From: Eric Sosman on
On 12/23/2009 5:24 AM, Rainer Weikusat wrote:
> "novickivan(a)gmail.com"<novickivan(a)gmail.com> writes:
>> [...]
>> The subtle question here is, are reads and writes of a variable
>> atomic?
>
> The short answer is 'yes'.

The short answer is "maybe."

--
Eric Sosman
esosman(a)ieee-dot-org.invalid
From: Rainer Weikusat on
Eric Sosman <esosman(a)ieee-dot-org.invalid> writes:
> On 12/23/2009 5:24 AM, Rainer Weikusat wrote:
>> "novickivan(a)gmail.com"<novickivan(a)gmail.com> writes:
>>> [...]
>>> The subtle question here is, are reads and writes of a variable
>>> atomic?
>>
>> The short answer is 'yes'.
>
> The short answer is "maybe."

That's the long answer, and it shouldn't be 'maybe' but 'very likely
so' and include a somewhat more detailed explanation.
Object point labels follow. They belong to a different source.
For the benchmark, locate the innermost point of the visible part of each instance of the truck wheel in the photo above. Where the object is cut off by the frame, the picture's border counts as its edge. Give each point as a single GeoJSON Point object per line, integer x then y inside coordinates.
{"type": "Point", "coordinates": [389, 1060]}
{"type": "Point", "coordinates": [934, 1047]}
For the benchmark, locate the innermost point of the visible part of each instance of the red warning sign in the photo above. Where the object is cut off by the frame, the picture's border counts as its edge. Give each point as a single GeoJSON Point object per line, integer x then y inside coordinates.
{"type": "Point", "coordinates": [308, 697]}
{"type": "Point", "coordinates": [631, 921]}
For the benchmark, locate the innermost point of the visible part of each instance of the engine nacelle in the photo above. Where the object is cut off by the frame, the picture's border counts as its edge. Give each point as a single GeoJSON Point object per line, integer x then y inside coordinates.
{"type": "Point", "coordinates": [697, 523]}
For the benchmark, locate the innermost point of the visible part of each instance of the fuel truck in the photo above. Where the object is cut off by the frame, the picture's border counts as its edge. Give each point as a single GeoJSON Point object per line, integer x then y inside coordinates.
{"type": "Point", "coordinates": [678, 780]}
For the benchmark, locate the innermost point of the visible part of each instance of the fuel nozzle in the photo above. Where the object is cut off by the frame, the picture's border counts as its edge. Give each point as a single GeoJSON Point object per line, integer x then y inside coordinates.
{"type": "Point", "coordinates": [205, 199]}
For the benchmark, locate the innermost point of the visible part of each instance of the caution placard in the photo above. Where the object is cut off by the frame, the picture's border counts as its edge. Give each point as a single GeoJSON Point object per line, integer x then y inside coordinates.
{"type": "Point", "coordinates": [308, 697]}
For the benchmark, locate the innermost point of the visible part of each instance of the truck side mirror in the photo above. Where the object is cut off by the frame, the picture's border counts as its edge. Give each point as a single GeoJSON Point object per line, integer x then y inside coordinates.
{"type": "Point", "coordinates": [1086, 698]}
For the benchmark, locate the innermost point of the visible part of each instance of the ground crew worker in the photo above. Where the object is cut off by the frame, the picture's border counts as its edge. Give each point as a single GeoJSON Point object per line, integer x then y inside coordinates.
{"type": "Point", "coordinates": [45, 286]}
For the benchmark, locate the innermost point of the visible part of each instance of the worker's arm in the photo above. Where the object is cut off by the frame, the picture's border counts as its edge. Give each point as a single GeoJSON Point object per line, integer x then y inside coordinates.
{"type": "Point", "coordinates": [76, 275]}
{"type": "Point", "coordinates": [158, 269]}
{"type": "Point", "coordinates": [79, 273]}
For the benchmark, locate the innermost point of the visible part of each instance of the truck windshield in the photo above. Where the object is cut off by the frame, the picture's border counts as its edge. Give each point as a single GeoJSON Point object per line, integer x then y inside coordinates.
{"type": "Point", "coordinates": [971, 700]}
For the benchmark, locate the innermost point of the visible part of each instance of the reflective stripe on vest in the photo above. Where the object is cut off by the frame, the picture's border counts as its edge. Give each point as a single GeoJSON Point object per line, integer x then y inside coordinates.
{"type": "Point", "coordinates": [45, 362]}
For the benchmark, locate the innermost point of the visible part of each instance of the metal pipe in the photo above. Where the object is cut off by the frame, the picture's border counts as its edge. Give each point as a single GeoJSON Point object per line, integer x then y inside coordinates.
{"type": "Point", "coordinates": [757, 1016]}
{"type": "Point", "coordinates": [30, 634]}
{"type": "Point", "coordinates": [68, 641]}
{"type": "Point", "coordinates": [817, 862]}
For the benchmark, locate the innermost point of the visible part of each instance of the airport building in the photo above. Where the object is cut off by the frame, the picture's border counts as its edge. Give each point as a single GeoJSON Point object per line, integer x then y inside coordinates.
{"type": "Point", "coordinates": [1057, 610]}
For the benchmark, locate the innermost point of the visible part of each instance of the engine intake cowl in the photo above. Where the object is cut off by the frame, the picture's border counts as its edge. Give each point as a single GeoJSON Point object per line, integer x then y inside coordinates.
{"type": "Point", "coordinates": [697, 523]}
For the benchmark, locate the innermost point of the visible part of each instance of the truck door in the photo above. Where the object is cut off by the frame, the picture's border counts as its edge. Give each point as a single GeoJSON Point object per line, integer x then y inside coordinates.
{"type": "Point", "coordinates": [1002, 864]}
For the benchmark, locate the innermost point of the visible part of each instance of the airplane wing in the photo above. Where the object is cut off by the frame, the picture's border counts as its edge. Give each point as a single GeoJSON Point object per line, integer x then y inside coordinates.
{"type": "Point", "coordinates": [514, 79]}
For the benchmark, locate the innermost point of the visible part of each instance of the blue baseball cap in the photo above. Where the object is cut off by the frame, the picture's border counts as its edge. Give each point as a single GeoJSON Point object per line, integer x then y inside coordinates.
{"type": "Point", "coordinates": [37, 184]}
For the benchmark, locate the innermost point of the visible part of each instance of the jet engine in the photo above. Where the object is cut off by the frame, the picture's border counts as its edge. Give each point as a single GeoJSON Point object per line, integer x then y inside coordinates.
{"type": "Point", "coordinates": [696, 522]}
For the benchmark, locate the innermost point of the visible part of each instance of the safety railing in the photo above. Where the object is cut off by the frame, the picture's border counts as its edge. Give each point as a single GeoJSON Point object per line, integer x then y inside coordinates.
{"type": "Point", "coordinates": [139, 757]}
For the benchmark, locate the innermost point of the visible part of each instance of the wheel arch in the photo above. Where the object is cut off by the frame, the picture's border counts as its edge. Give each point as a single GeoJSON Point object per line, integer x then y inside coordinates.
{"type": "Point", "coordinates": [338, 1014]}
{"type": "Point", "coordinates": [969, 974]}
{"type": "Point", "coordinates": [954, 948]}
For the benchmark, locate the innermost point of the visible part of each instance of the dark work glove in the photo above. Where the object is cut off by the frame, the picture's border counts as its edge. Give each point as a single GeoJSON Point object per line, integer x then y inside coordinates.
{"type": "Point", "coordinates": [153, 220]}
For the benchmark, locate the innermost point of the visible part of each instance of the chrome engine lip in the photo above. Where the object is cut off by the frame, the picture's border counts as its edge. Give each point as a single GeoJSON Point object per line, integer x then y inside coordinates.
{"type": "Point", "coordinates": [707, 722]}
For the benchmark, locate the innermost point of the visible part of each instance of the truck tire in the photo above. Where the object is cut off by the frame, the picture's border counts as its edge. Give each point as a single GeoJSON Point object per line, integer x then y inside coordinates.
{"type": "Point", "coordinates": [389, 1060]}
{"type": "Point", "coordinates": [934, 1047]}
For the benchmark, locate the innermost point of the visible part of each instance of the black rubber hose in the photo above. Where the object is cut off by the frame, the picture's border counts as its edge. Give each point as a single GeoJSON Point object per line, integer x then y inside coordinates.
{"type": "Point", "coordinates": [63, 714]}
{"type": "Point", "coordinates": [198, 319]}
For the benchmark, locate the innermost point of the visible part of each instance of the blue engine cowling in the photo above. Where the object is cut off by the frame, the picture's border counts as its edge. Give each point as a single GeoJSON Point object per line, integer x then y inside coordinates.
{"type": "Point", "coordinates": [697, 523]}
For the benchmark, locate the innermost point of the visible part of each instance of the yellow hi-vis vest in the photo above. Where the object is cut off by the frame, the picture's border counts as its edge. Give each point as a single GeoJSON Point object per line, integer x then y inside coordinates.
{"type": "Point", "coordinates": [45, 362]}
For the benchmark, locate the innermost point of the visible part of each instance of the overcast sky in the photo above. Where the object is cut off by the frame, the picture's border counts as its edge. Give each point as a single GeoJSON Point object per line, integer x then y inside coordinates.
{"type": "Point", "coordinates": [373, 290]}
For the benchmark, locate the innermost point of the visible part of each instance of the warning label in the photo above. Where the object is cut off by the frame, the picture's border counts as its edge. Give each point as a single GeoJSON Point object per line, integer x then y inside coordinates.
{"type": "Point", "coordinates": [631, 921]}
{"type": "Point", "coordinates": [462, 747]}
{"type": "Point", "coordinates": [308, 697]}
Possibly
including a list of platforms where the answer is actually no and the
addresses of the various museums where one can still see them[*].

[*] An example I remembler (from a past posting) was 'some
m68k platform' where the data bus width was smaller than the
'int size'.

BTW, there is no such thing as a good or even honest motive for trying
to conceal information by threatening others into voluntarily
blindfolding themselves.

From: Ralph Böhme on
Eric Sosman <esosman(a)ieee-dot-org.invalid> schrieb:
> On 12/23/2009 5:24 AM, Rainer Weikusat wrote:
>> "novickivan(a)gmail.com"<novickivan(a)gmail.com> writes:
>>> [...]
>>> The subtle question here is, are reads and writes of a variable
>>> atomic?
>>
>> The short answer is 'yes'.
> The short answer is "maybe."

I guess the helpful short answer is sig_atomic_t ?

-Ralph

--
s/-nsp// for mail
From: Golden California Girls on
Rainer Weikusat wrote:
>
> No I didn't, as you are very well aware. The relevant header which
> came with the original posting was
>
> X-HTTP-UserAgent: Mozilla/5.0 (Macintosh; U; Intel Mac OS X 10_5_8; en-US)
> AppleWebKit/532.5 (KHTML, like Gecko) Chrome/4.0.249.43 Safari/532.5,gzip(gfe),gzip(gfe)
>

Which just means he has a Mac, it in no way implies that is the machine he is
writing code for.
From: David Schwartz on
On Dec 23, 2:29 am, Rainer Weikusat <rweiku...(a)mssgmbh.com> wrote:

> > It depends what the documentation for the threading standard you are
> > using says. If POSIX, you are not guaranteed anything at all, it could
> > even crash.

> This is a statement which goes beyond the realm of the standard,
> meaning, either it describes an actual example, then this example
> should be named, and otherwise, it is science fiction.

Huh? The POSIX standard is quite clear that it puts no restrictions
whatsoever on what an implementation can do in this case.